Commerce banking

Commerce banking

Every surface. One platform.

Commerce banking is the category Box by Potter is built for: a bank gives its merchants a complete commerce stack — in-store terminals, compact checkout devices, and every online channel — all settling on the bank’s own rails. The merchant never has to leave the bank to sell.

A traditional bank stops at the account. Box extends the bank all the way to the point of sale, so the same institution that holds a merchant’s money also owns how that merchant takes it.

One platform, every surface

In-store POS

A full catalog on a tablet plus a compact terminal with a customer display — running on the bank’s rails. Tap, insert, or swipe; funds settle T+0.

Online storefront

A website, a single shopping page, an Instagram-shoppable catalog, or payment links — all spun up from the same box the bank already runs. No separate provider, no hand-off.

Checkout anywhere

Payment links with no website needed, settling T+0. The merchant can take a payment from a chat, an invoice, or a social post and the money lands on the bank’s rails.

Settling on the bank’s rails

Every surface above — terminal, storefront, link — clears through the bank that runs the box.

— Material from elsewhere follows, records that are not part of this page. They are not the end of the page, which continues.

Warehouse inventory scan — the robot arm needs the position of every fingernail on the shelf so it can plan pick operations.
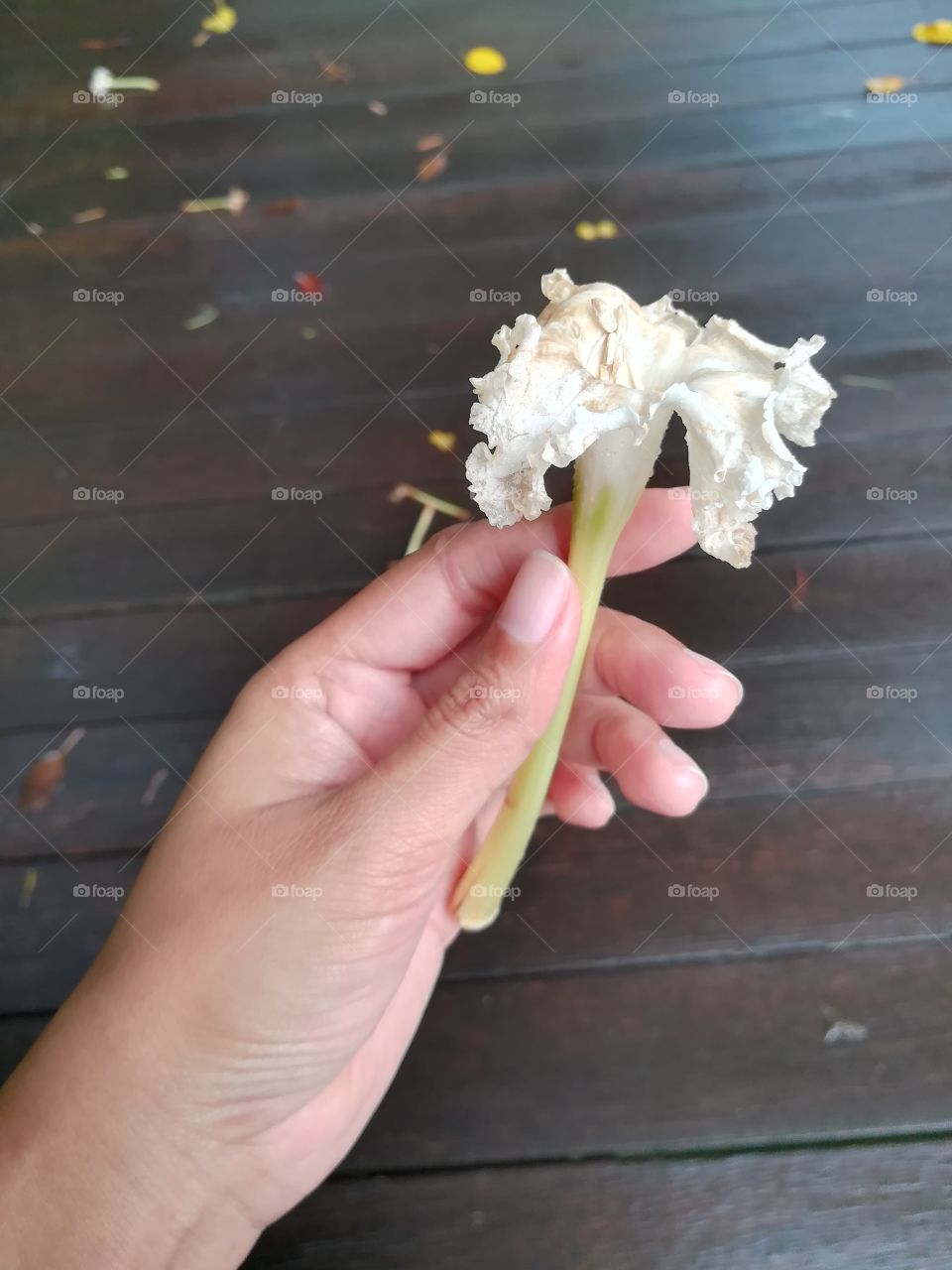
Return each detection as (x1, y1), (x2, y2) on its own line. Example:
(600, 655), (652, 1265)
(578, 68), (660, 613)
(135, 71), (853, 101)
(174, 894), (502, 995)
(657, 736), (708, 803)
(583, 774), (616, 818)
(498, 552), (571, 644)
(684, 648), (744, 704)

There is no third-party processor in the middle: the institution that holds the merchant’s account also captures the transaction, so settlement, risk, and the customer relationship all stay in one place.

A box is a self-hostable instance of the platform that a bank runs for its own merchants. See the introduction for how the engine, console, control plane, and storefront render fit together.

Why it matters

For the bankFor the merchant
Owns the full commerce relationship, not just the accountOne provider for in-store and online
Captures transaction volume that used to leave for processorsFunds settle T+0 on rails they already trust
Ships terminals, storefronts, and links from one platformNever has to leave the bank to sell

The merchant never has to leave the bank.